In addition to HMM and NLMIXED procedures, GLIMMIX can also be employed to estimate the GP regression, as shown below. In this case, we need to specify both the log likelihood function and the variance function in terms of the expected mean.

proc glimmix data = mylib.credit_count; model majordrg = age acadmos minordrg ownrent / link = log solution; _xi = 1 - 1 / exp(_phi_); _variance_ = _mu_ / (1 - _xi) ** 2; _alpha = _mu_ * (1 - _xi); _prob = _alpha / fact(majordrg) * (_alpha + _xi * majordrg) ** (majordrg - 1) * exp(- _alpha - _xi * majordrg); _logl_ = log(_prob); run;

## Estimate Regression with (Type-I) Pareto Response

The Type-I Pareto distribution has a probability function shown as below

f(y; a, k) = k * (a ^ k) / (y ^ (k + 1))

In the formulation, the scale parameter **0 < a < y** and the shape parameter **k > 1 **.

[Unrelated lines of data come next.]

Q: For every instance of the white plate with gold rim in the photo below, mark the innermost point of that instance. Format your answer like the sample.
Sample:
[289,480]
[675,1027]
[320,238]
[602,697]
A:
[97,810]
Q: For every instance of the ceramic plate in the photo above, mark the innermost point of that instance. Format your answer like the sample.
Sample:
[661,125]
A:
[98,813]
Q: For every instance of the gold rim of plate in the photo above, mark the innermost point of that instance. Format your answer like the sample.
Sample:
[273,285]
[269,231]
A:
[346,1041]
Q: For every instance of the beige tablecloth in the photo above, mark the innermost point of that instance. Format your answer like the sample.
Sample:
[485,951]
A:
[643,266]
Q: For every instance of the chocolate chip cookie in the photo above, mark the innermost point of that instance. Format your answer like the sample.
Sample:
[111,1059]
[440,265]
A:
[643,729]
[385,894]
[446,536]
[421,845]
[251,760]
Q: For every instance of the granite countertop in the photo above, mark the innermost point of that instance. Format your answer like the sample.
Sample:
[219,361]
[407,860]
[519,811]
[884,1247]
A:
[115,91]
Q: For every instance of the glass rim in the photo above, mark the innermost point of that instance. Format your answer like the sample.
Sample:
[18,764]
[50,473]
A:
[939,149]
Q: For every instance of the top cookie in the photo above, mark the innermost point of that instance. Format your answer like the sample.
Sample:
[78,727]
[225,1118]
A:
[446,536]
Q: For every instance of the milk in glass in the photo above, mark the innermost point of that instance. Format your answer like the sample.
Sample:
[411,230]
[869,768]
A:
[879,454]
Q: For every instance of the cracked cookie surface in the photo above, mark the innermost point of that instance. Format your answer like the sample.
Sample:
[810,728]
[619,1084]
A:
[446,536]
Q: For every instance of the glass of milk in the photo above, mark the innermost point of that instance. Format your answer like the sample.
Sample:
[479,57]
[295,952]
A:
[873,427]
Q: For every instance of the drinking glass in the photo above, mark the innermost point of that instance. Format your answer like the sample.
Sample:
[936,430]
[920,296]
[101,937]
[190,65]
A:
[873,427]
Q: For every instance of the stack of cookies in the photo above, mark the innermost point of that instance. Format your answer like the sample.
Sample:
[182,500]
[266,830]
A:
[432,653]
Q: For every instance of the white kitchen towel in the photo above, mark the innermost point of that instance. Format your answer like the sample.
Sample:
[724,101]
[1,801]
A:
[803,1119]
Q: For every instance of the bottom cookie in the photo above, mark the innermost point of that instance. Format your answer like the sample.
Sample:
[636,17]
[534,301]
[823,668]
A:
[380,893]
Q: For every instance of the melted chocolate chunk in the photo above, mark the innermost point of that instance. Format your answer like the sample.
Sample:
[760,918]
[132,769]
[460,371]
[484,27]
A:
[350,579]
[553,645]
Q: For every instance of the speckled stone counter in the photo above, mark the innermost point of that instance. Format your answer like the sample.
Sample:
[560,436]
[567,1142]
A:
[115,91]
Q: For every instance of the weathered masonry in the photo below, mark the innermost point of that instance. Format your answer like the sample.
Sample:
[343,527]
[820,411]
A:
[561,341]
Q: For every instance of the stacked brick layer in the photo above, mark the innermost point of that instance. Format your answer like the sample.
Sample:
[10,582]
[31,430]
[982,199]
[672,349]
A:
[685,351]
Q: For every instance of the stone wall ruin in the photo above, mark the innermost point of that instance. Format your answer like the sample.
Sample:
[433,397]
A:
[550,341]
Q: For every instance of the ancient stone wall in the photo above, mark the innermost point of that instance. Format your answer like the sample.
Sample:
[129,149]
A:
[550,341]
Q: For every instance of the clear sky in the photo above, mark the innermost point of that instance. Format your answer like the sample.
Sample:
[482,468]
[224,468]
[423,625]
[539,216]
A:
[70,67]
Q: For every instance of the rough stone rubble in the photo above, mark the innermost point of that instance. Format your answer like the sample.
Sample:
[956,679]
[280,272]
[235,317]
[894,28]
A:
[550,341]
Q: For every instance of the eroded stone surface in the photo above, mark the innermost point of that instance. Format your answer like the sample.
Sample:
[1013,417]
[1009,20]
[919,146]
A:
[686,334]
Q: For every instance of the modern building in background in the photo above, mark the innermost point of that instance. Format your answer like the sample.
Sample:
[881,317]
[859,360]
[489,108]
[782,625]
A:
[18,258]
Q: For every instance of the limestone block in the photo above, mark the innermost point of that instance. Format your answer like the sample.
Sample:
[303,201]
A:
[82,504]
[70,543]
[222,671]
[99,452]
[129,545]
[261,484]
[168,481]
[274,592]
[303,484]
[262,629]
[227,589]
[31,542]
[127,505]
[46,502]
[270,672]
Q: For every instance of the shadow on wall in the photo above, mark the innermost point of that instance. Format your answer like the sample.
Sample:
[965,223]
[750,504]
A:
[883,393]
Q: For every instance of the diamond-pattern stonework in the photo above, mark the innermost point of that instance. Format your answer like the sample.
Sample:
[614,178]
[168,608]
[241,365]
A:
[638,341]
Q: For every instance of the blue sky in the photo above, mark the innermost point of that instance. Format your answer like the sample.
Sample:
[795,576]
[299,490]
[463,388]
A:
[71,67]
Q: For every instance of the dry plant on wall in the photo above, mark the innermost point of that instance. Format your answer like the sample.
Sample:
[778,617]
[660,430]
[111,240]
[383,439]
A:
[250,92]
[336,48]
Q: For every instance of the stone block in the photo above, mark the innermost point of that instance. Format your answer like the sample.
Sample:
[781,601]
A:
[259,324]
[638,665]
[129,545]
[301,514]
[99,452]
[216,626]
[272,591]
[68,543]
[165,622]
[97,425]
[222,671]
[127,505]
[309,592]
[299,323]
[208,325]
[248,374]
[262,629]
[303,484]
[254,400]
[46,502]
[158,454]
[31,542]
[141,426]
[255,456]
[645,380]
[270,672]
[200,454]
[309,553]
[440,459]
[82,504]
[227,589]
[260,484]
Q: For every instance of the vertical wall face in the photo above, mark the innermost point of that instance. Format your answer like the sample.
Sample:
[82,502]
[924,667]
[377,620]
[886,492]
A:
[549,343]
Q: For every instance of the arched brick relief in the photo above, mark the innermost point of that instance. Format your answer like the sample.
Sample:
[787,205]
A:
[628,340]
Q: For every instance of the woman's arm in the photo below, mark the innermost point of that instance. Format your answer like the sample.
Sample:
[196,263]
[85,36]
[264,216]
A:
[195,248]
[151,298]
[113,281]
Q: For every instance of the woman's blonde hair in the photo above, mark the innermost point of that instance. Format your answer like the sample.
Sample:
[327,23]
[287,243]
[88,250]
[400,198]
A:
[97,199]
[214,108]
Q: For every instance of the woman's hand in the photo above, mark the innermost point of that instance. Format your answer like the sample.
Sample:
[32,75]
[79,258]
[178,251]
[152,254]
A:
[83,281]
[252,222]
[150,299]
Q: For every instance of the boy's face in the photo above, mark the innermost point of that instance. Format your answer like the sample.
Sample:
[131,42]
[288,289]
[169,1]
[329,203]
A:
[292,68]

The positive lower bound of Type-I Pareto distribution is particularly appealing in modeling the severity measure in that there is usually a reporting threshold for operational loss events. For instance, the reporting threshold of ABA operational risk consortium data is $10,000 and any loss event below the threshold value would be not reported, which might add the complexity in the severity model estimation.

In practice, instead of modeling the severity measure directly, we might model the shifted response ** y` = severity – threshold ** to accommodate the threshold value such that the supporting domain of y` could start from 0 and that the Gamma, Inverse Gaussian, or Lognormal regression can still be applicable. However, under the distributional assumption of Type-I Pareto with a known lower end, we do not need to shift the severity measure anymore but model it directly based on the probability function.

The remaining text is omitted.